Aaron R. Davis
A college town is a noisy place to live for nine months of the year. You settle into a routine that is predictable, but not exactly comforting. It’s something I brace myself for every year, and all the years are so depressingly the same that it’s kind of no wonder that the last five or six of them have all been one giant blur for me.
See, in mid-to-late August, the move-ins begin. I’m in an apartment building just off-campus, too close for my liking to the residence towers and just across the street from the football field, so besides the noise of people moving in all over the complex, I also get some of the noise (and traffic) overflow of people moving into the dorms. It’s a loud few weeks. Some of it is inevitable and can’t really be helped, like the bangs that come with negotiating a secondhand couch and a crumbling end table up three flights of stairs. Some of it is obnoxious and irritating, like the nights of kids, giddy with the excitement of pretending that this is the same thing as moving out of the house, experimenting with how loud they can get their stereos before you start knocking on the walls.

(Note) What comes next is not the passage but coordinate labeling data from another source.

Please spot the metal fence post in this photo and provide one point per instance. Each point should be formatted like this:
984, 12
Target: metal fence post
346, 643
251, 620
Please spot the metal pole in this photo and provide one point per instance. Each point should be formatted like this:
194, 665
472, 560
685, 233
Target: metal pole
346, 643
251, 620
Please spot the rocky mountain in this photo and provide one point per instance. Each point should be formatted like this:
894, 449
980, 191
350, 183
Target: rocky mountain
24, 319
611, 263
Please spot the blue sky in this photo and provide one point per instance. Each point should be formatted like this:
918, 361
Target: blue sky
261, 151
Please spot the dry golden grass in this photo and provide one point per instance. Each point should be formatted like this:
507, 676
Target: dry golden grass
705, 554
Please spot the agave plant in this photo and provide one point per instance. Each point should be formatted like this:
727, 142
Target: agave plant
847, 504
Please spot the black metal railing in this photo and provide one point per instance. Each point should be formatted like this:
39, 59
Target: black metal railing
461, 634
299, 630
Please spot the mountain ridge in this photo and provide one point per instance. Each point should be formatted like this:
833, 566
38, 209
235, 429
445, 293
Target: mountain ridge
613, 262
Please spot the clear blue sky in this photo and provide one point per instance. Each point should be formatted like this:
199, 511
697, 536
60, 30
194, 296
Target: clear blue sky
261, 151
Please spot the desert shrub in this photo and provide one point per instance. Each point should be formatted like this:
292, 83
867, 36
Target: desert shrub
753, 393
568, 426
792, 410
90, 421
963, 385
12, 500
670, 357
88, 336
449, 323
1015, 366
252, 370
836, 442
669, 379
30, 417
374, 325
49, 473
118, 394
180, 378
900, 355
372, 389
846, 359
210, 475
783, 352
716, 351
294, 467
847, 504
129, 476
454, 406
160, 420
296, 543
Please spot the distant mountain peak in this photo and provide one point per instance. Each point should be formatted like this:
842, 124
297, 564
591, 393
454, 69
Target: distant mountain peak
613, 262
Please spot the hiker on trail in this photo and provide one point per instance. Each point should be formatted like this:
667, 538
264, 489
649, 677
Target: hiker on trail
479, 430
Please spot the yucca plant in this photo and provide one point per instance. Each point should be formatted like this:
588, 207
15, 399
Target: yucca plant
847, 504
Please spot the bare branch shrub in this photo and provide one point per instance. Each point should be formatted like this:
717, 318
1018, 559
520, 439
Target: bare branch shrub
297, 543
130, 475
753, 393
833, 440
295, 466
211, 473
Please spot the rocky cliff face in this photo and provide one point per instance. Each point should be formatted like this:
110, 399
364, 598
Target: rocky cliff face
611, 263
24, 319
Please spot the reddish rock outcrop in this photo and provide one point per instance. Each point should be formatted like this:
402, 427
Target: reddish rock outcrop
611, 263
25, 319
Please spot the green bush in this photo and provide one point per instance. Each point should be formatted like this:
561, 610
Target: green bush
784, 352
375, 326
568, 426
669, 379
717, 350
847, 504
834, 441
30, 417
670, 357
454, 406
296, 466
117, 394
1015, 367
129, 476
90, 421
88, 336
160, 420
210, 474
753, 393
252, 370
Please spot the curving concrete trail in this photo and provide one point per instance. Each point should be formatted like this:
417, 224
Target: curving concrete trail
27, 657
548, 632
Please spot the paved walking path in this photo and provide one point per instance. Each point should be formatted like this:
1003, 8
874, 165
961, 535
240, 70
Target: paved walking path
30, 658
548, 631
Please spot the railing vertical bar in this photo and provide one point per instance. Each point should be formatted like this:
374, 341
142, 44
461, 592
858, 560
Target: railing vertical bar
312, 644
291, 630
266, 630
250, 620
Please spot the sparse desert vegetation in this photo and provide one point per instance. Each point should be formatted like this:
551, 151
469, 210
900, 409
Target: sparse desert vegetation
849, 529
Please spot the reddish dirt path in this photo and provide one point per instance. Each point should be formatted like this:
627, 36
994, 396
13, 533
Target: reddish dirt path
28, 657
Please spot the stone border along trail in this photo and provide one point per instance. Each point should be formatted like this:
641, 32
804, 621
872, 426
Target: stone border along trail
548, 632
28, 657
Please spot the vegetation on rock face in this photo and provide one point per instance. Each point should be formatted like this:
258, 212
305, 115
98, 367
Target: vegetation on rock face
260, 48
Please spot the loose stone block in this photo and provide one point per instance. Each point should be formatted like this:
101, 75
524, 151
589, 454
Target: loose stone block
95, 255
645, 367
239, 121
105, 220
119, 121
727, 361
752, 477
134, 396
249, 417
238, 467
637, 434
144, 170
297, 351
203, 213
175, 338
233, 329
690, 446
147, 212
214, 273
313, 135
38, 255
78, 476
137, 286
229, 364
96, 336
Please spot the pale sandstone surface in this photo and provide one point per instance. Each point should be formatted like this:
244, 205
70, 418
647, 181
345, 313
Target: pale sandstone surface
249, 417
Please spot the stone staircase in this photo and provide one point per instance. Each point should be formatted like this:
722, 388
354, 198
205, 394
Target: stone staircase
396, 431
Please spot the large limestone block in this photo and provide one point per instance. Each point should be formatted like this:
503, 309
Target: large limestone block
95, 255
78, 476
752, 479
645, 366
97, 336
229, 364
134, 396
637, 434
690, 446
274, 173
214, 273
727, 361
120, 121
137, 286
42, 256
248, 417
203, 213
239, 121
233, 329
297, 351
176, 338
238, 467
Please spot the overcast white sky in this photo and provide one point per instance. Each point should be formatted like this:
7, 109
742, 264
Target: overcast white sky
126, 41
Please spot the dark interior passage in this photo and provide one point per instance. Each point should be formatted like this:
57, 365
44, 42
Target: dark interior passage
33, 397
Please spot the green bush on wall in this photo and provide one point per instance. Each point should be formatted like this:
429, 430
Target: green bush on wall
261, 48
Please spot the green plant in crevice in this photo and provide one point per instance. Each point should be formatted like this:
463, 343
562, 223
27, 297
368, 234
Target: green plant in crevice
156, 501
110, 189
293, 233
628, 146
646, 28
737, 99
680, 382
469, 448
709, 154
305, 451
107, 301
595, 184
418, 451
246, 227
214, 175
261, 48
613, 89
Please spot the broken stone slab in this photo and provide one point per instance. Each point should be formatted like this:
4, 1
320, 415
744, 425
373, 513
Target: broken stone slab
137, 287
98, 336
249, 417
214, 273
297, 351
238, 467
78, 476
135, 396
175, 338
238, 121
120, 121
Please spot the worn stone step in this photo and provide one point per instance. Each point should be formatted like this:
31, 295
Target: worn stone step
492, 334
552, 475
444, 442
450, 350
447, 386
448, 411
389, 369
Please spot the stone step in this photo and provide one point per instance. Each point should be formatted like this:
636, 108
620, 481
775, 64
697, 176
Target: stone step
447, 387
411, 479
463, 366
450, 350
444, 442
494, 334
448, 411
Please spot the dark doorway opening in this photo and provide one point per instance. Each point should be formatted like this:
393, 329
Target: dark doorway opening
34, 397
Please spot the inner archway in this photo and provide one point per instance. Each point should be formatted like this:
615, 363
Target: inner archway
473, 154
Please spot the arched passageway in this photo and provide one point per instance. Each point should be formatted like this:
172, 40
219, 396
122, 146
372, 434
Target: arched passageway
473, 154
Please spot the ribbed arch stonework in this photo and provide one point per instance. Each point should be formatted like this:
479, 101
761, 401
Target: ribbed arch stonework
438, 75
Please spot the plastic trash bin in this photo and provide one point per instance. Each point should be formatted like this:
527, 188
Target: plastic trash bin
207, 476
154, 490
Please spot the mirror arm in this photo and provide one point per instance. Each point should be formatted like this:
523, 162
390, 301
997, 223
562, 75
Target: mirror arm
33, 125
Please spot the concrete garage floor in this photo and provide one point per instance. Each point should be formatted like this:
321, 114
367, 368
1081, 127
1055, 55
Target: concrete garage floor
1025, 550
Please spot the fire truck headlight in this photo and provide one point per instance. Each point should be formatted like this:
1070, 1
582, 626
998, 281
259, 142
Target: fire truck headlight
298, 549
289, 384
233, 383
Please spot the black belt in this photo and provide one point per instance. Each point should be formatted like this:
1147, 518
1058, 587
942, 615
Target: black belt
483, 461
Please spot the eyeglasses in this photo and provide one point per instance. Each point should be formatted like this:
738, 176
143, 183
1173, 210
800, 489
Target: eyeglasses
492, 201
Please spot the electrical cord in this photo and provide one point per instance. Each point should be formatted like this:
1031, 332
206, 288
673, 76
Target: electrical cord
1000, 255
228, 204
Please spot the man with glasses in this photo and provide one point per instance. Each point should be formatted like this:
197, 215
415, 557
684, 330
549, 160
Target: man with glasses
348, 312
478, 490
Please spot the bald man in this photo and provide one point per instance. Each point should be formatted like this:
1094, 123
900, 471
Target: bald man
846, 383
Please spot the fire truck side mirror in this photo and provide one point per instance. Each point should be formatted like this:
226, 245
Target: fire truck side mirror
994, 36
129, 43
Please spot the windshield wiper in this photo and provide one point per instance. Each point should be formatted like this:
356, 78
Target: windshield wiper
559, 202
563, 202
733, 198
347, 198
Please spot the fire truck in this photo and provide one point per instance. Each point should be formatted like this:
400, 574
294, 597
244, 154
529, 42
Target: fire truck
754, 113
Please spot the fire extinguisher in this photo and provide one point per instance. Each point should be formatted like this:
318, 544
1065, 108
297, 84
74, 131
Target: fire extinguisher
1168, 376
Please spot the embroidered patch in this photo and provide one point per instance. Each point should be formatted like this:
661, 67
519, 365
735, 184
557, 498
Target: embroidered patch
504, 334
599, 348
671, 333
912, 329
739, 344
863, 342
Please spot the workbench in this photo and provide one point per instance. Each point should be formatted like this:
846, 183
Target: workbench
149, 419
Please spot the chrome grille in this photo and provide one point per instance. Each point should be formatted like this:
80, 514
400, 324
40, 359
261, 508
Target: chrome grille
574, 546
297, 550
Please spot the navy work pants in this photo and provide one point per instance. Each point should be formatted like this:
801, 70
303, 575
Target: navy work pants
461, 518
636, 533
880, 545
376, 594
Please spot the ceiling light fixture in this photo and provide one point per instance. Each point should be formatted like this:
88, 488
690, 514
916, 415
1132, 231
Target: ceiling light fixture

After that, classes begin. This is the town at its most full, positively glutted with new students who have yet to find the quickest route to their classes, see how many classes they can get away with not going to, or get kicked out for guessing wrong. It’s hard to drive because there are pockets of jaywalkers trying desperately to get over to Subway and Caribou Coffee and Panda Express, every group more entitled to assumed traffic will stop for them than the last. It’s a whirlwind of annoyances, and I find it’s easier to stay indoors lest you be interminably delayed by campus buses, walls of humanity at crosswalks and what always seems to be an entire fleet of Jimmy John’s delivery cars.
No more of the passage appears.